Government has sent out a strong message to businesses that only tax-compliant ones will be able to access funds from its planned R36,1 billion relief fund.

It says it’s exploring mechanisms of identifying those that have been affected by the violence and looting that recently rocked KwaZulu-Natal and Gauteng as well as the coronavirus pandemic.

Government will then come up with an appropriate scheme to provide assistance.

Meanwhile, Employment and Labour Minister Thulas Nxesi says to avoid fraud and corruption when assisting affected employees, it will deal with them directly. He says when they dealt with employers previously, the funds did not reach the intended beneficiaries.

“It will not be free-for-all. The criteria to determine who qualifies is going to be stringent and payments will be based on the resources available. We have the experiences, when we started his process – there was a lot of fraud. There was a lot of inflation of numbers and we are going to be looking for that. Of course we say once beaten, twice shy. We have to be very, very careful,” says Nxesi .

Minister Nxesi outlines lockdown alert level 3 measures in relation to the labour sector:


Director of the Institute for Economic Justice Gilad Isaacs says government’s financial support alone will not prevent the risk of social unrest in the country.

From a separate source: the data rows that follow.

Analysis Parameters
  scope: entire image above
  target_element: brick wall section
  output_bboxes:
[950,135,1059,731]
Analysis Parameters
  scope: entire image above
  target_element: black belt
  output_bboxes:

On Wednesday,  Finance Minister Tito Mboweni expanded on President Cyril Ramaphosa’s recent announcement of relief measures to support businesses and individuals affected by the recent unrest as well as COVID-19 lockdown restrictions. He said government’s improved revenue collection and shifting around some spending made the allocation possible.

Isaacs says the measures that Mboweni announced lack clarity, “One of those in business grants, second is in funding the presidential employment stimulus, third is in ensuring that support is more easily accessible, fourth is in indicating that there was an increase in security as the president said in securing of the basic income grant. And then lastly, various targeted interventions.”